Impacts of Energy Sources

Geothermal Energy

The factor needed to determine the ideal location of a geothermal power plant is a hot Earth location. The infrastructure (basic building facilities and installations) required to develop geothermal energy is a geothermal power plant to make power and the electrical grid for power distribution.

Advantages of Geothermal Energy

Geothermal plants are very reliable. During production the energy collected is free and does not require transport of fuels or disposal of waste products. Commercial geothermal power stations are relatively small and release very little air pollution compared to fossil fuel plants. Some plants even reduce sulfur emissions that would have naturally occurred from geothermal venting without a plant at that location by directing the steam and gasses through a scrubber. After the steam and water from a geothermal reservoir have been used, they are injected back into the earth to recharge the reservoir.

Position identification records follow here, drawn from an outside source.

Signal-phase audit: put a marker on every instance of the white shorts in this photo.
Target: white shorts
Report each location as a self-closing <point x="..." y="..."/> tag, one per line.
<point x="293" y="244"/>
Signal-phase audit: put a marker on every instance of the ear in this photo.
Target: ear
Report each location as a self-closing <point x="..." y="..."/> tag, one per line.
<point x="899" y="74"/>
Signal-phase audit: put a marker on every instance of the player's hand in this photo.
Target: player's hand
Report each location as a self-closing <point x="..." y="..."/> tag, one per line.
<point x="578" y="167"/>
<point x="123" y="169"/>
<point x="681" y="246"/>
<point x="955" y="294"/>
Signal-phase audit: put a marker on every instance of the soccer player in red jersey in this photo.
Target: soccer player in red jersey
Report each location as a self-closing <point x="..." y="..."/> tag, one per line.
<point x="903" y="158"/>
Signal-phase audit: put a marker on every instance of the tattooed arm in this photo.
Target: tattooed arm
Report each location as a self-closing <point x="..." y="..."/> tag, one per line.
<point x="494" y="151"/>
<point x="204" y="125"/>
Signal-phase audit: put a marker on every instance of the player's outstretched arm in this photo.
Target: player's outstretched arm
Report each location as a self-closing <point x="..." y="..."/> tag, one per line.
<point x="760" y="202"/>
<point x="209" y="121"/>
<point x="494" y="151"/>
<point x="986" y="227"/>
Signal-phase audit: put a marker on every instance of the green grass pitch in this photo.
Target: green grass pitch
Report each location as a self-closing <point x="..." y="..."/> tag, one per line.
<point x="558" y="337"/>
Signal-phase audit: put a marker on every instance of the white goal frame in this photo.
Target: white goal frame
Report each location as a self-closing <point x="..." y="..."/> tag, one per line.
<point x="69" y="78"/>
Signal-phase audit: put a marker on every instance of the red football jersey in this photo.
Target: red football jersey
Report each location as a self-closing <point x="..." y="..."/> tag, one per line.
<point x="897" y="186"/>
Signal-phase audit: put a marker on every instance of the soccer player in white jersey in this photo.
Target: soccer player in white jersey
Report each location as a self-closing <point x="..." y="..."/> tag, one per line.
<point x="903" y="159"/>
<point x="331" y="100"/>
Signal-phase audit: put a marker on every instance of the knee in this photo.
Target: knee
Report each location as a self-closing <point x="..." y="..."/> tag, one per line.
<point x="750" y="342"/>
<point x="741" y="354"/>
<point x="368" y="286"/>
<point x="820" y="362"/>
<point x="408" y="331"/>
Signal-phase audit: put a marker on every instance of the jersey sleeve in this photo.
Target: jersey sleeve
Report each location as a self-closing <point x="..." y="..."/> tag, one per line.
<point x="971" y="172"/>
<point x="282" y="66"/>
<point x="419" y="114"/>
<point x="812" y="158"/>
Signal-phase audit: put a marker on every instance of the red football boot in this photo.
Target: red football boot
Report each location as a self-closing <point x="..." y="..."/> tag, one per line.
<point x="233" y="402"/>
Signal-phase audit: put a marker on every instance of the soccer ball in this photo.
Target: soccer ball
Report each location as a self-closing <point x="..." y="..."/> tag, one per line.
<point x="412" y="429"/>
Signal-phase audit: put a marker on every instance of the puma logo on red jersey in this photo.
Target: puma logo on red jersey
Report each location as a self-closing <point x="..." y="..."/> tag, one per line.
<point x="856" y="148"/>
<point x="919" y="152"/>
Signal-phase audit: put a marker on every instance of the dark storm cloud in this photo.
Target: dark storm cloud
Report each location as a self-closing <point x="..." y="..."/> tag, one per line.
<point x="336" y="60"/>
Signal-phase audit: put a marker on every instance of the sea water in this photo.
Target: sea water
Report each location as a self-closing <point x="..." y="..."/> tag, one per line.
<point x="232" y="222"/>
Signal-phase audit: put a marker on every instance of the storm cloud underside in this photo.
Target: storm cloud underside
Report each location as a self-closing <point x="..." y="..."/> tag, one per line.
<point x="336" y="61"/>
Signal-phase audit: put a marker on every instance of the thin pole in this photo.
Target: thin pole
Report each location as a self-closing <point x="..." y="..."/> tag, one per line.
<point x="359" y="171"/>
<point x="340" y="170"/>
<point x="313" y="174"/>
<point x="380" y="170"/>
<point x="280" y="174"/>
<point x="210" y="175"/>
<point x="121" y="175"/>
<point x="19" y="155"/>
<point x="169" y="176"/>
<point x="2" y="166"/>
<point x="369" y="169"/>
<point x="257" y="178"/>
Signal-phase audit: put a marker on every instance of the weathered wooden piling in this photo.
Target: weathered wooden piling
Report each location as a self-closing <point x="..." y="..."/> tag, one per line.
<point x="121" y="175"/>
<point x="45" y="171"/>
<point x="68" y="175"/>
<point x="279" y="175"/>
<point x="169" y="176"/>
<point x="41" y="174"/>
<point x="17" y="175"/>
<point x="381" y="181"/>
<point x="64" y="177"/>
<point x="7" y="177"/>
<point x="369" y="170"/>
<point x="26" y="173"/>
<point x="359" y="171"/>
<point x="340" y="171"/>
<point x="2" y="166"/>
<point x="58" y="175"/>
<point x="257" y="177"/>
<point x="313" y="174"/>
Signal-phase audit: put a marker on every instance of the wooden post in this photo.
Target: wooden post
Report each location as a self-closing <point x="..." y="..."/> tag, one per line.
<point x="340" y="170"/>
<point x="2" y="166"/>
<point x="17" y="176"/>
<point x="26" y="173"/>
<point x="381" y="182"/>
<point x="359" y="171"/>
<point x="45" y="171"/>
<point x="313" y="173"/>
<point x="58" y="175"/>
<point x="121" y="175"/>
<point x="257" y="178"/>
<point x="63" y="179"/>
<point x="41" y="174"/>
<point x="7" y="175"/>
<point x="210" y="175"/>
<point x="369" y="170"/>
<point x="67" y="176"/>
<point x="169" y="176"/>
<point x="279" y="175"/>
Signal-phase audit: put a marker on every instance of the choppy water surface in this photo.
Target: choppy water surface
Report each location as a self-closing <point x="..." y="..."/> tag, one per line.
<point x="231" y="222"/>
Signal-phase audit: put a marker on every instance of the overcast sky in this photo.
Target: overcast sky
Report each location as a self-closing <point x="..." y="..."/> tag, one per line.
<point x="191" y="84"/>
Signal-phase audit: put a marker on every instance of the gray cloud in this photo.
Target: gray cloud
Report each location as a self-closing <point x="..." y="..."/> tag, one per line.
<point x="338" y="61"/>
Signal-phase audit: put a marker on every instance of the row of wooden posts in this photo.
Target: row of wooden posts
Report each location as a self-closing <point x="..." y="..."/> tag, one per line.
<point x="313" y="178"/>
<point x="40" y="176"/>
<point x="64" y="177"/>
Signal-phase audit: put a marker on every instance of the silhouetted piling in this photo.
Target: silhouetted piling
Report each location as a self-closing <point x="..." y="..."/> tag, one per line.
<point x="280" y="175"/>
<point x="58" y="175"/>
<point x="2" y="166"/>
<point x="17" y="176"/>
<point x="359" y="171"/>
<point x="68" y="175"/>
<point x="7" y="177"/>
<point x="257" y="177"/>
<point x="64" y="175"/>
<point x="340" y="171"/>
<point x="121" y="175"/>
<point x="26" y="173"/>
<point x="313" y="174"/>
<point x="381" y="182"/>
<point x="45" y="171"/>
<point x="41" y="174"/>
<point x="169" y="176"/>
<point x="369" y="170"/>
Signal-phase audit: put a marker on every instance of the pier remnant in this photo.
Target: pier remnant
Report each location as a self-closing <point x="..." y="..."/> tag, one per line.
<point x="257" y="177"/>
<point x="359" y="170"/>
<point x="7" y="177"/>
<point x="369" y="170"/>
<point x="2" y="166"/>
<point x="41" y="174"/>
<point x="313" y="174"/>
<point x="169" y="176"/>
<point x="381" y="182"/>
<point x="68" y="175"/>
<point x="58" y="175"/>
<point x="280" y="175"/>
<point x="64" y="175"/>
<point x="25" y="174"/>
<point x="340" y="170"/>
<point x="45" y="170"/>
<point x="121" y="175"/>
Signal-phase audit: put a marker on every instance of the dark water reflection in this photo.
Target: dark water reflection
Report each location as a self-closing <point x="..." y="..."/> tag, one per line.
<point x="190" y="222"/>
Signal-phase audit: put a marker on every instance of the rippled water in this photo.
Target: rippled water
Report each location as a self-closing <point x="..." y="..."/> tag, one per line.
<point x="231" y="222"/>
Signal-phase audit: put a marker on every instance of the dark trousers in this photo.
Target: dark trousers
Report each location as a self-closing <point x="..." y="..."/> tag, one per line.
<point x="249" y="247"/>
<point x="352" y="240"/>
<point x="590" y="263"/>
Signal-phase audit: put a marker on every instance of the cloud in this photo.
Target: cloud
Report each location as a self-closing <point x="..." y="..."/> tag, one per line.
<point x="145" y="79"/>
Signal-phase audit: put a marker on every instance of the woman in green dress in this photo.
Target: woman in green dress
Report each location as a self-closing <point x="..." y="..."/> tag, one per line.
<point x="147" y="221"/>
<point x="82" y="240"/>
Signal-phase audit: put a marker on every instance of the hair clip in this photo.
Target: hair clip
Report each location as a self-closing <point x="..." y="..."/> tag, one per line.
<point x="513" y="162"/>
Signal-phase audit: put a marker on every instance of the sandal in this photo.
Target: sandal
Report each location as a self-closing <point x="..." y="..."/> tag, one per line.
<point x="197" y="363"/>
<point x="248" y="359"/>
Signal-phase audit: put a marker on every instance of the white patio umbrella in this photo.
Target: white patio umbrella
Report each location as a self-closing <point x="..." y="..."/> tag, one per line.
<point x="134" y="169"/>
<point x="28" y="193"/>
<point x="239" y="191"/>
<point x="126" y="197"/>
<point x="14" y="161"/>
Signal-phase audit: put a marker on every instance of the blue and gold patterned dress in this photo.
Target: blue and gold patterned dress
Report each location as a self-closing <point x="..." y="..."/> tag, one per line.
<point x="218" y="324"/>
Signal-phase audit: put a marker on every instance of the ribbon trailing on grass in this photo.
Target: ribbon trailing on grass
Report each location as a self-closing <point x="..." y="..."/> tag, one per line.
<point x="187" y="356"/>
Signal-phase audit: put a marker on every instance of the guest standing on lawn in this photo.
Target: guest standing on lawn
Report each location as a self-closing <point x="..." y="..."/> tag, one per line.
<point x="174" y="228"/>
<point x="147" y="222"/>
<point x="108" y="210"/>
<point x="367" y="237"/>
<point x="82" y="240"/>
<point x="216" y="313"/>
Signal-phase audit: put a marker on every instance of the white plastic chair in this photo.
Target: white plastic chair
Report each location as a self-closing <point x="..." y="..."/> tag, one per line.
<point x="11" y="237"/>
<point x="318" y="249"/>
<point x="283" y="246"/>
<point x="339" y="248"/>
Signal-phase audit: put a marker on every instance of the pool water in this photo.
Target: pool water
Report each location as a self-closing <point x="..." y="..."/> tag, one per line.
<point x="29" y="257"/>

Geothermal heat pumps that are used in homes have almost no negative impact on the environment. There is only a temporary disruption in the soil surface when the system is installed. These heat pumps greatly enhance the efficiency of traditional heating and cooling heat pumps.

Disadvantages of Geothermal Energy

Large geothermal reservoir locations are limited. Geothermal power is only available in a few places where hot magma finds its way close to the surface and heats ground water to near boiling temperatures.

In already built homes, geothermal heat pumps require an initial expense. It may cost thousands of dollars to dig out the land and install a heat pump system.